GRGR (15): Good & Evil (was Enzian...)

rj rjackson at mail.usyd.edu.au
Fri Dec 10 23:33:56 CST 1999


TF
> Also, I think the
> reader must distance himself from Slothrop to make any sense
> of the novel. 

I don't agree with this, and I don't quite know how it would be
possible, particularly at those times when we are privy to Slothrop's
perceptions alone (down the toilet, for example).

> the narrator knows

I don't accept that there is a single narrator in *GR*. In fact, I don't
think that it is possible pinpoint an ultimate narrative agency within
the text.

> But we all know, the narrator knows, and Pynchon makes it
> clear as a bell, humans have certain human rights and to
> violate these, is evil.

We all *believe* this, or something like this, but that is not to say
that we all *agree* on what those rights are, and when or when not they
might apply.

> They were not all evil, some of them were, some Bliceros and
> Pointsmans no doubt, but what they did, and what
> missionaries have done to others, even in the name of
> christ, has often been very evil indeed.

You write "some" and "often", and this is exactly the point.

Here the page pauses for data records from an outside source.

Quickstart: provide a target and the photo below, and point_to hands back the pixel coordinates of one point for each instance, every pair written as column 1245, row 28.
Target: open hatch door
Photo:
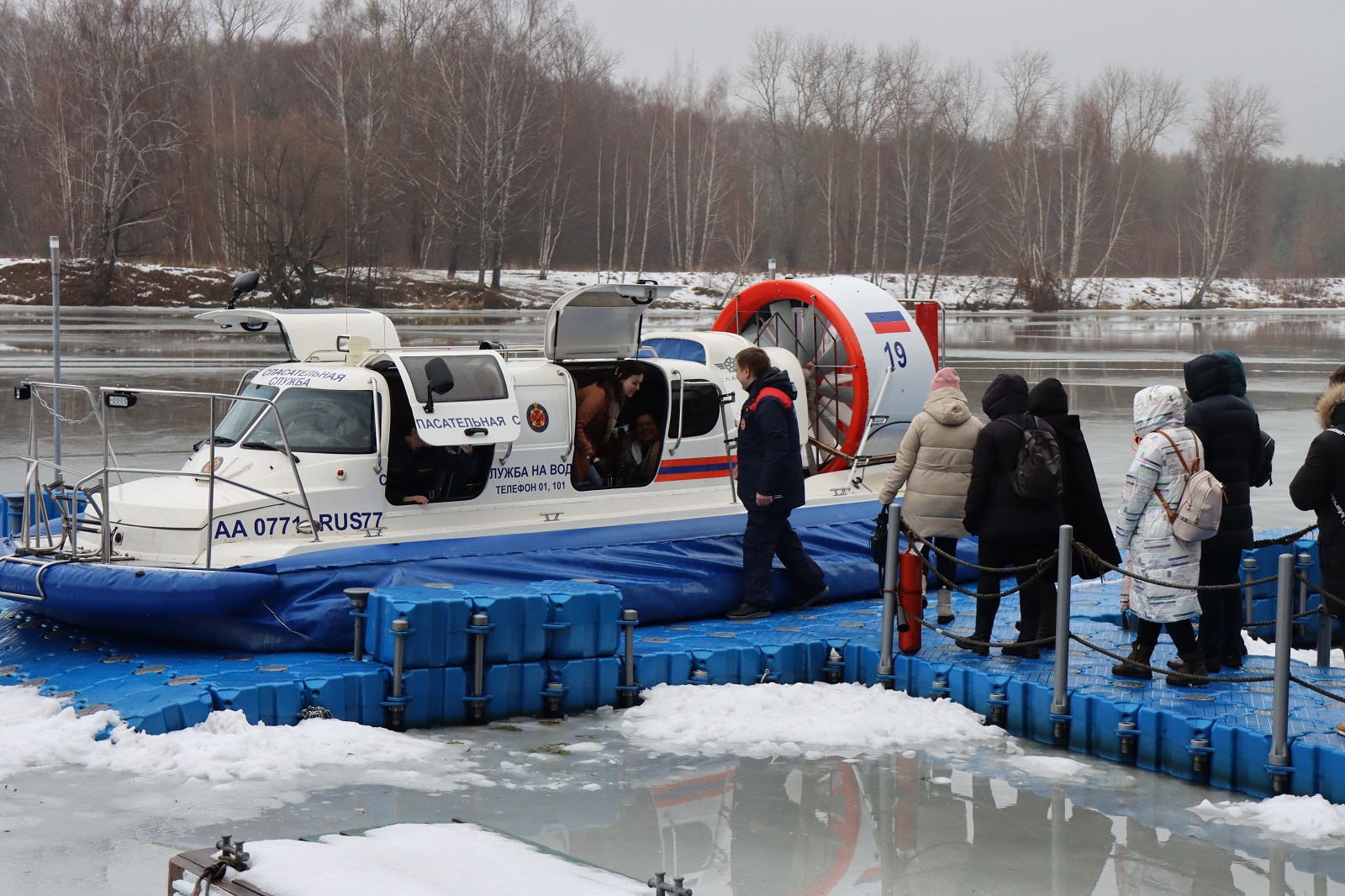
column 599, row 323
column 309, row 329
column 459, row 398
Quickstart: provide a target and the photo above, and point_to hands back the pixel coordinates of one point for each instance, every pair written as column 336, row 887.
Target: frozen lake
column 1009, row 817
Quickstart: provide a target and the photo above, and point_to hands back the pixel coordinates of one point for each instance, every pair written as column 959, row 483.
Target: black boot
column 1133, row 667
column 1190, row 665
column 1047, row 627
column 986, row 609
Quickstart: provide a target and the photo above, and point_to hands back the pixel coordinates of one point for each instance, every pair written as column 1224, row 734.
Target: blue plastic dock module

How can we
thus make absolute moral judgements? And further, can there be evil
without intent?

> What is one good thing
> about Pointsman?

He is human. And, at times in the text he is quite humanised I believe:
his squalid room and sperm-smeared sheets make him an object of pity,
for example, as does his furtive encounter in the storeroom with Maudy
Chilkes at Xmas.

> I have to rebut the argument you claim but haven't made? 
 
I believe the argument that "there isn't a vantage beyond the text which
can accommodate" a unified and absolute moral view of the events
narrated in the text has been made and supported with clear and coherent
textual references over many months. The existence of such an
hypothetical (and widely-disputed) viewpoint, on the other hand, has
not.

> What is the difference between
> conditioned and PRE-conditioned?

They are quite probably one and the same. Think of the "pre-" as
emphasising the point that the conditioning has preceded the particular
stimulus and response under question. Or else, pardon my tautology.

> And isn't that last page, where the reader is is sitting in
> that theater a warning, a warning to America in particular?
> Isn't GR an attack on the West? Isn't the Western World,
> more specifically 500 years of Western dominance the target
> of Pynchon's satire?

Yes, as revealed in the novel "America" is simply an extension and
transformation of Western imperialist hegemony. Your questions don't
really dispute my point, however, which was that the "last page of the
novel ... communicates explicitly and directly with the current reader."